Application Guide

How to Apply for Machine Learning Engineer

at Gray Swan

🏢 About Gray Swan

Gray Swan is an AI security company focused on automatically assessing the risks of AI models. Joining Gray Swan means working at the forefront of AI safety, ensuring that AI systems are robust and secure against adversarial threats, which is critical as AI becomes more integrated into society.

About This Role

As a Machine Learning Engineer at Gray Swan, you will develop and deploy ML systems for adversarial testing, real-time threat detection, and robust inference at scale. Your work will directly contribute to advancing AI safety by creating tools that identify and mitigate potential vulnerabilities in AI models, making a tangible impact on the security of AI deployments.

💡 A Day in the Life

A typical day might involve collaborating with researchers to design adversarial tests, writing code to implement robust inference pipelines, and running experiments to evaluate model vulnerabilities. You'd also spend time reviewing logs and metrics from deployed systems to ensure real-time threat detection is working effectively, and participate in team discussions on improving AI safety methodologies.

🎯 Who Gray Swan Is Looking For

  • Strong background in deep learning and experience with PyTorch and Python for building and deploying models.
  • Proven expertise in developing scalable ML pipelines and using cloud platforms (AWS/GCP/Azure) and distributed systems.
  • Demonstrated ability in ML research prototyping and a solid understanding of adversarial machine learning and model evaluation.
  • A bachelor's degree in computer science or related field, with hands-on experience in production environments.

📝 Tips for Applying to Gray Swan

1

Tailor your resume to highlight any experience with adversarial testing, model robustness, or AI safety, even if it's from academic projects or side experiments.

2

Showcase your PyTorch expertise with specific examples of models you've built and deployed, including any challenges overcome in scaling or performance.

3

Mention any experience with real-time threat detection or security-related ML applications, as this is a core part of the role.

4

In your cover letter, explicitly connect your past projects to Gray Swan's mission of AI risk assessment and safety.

5

Prepare a portfolio or GitHub link with code samples that demonstrate your ability to prototype ML models and work with large-scale data pipelines.
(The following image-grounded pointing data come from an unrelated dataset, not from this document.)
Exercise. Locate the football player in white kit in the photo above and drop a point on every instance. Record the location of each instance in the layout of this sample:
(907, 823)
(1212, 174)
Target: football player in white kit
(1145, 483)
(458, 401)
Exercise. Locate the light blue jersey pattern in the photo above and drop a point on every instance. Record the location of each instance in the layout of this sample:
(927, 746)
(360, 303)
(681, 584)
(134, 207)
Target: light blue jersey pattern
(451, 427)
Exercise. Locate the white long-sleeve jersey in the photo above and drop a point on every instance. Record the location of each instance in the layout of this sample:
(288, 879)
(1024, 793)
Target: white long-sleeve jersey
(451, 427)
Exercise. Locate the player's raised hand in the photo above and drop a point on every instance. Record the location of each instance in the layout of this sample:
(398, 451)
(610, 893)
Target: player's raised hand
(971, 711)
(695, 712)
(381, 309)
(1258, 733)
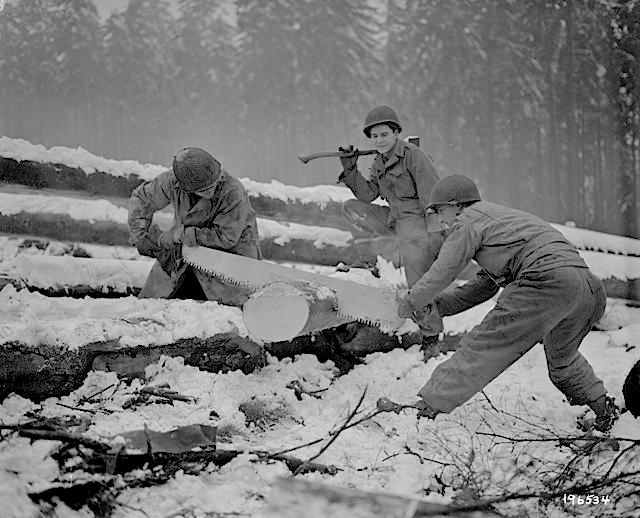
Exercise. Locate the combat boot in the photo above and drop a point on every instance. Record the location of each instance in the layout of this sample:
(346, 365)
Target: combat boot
(606, 415)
✉️ What to Emphasize in Your Cover Letter

["Emphasize your passion for AI safety and why it's important to you personally.", "Highlight your technical skills in PyTorch, Python, and cloud platforms, and provide concrete examples of how you've used them to build and deploy ML systems.", 'Demonstrate your understanding of adversarial attacks and defenses, and how your background makes you a good fit for developing tools to assess AI risks.', "Show that you've researched Gray Swan and are excited about their specific approach to AI security."]

Generate Cover Letter →

🔍 Research Before Applying

To stand out, make sure you've researched:

  • → Read Gray Swan's website and blog to understand their products, tools, and approach to AI risk assessment.
  • → Look into their recent publications or talks by team members on adversarial testing and model evaluation.
  • → Research the latest trends in AI security, such as red-teaming AI models and robustness benchmarks, to speak fluently in interviews.
  • → Check out any open-source projects or tools from Gray Swan (if available) to gain insight into their engineering practices.
Visit Gray Swan's Website →

💬 Prepare for These Interview Topics

Based on this role, you may be asked about:

1 Design a scalable ML pipeline for real-time threat detection: What architecture would you choose? How would you handle high throughput?
2 Explain the concept of adversarial examples and how you would test a model's robustness against them.
3 Describe a time you debugged a distributed training job or dealt with model performance issues in production.
4 How would you evaluate the safety of a large language model? What metrics and methods would you use?
5 Discuss a recent paper or advancement in AI safety or adversarial ML that you find interesting and why.
Practice Interview Questions →

⚠️ Common Mistakes to Avoid

  • Don't submit a generic resume that doesn't highlight relevant experience in ML security or adversarial testing.
  • Avoid overlooking the importance of production deployment skills; emphasize your ability to scale models, not just research.
  • Don't neglect to mention your experience with cloud platforms and distributed systems, as the job explicitly requires it.

📅 Application Timeline

This position is open until filled. However, we recommend applying as soon as possible as roles at mission-driven organizations tend to fill quickly.

Typical hiring timeline:

1

Application Review

1-2 weeks

2

Initial Screening

Phone call or written assessment

3

Interviews

1-2 rounds, usually virtual

✓

Offer

Congratulations!

Ready to Apply?

Good luck with your application to Gray Swan!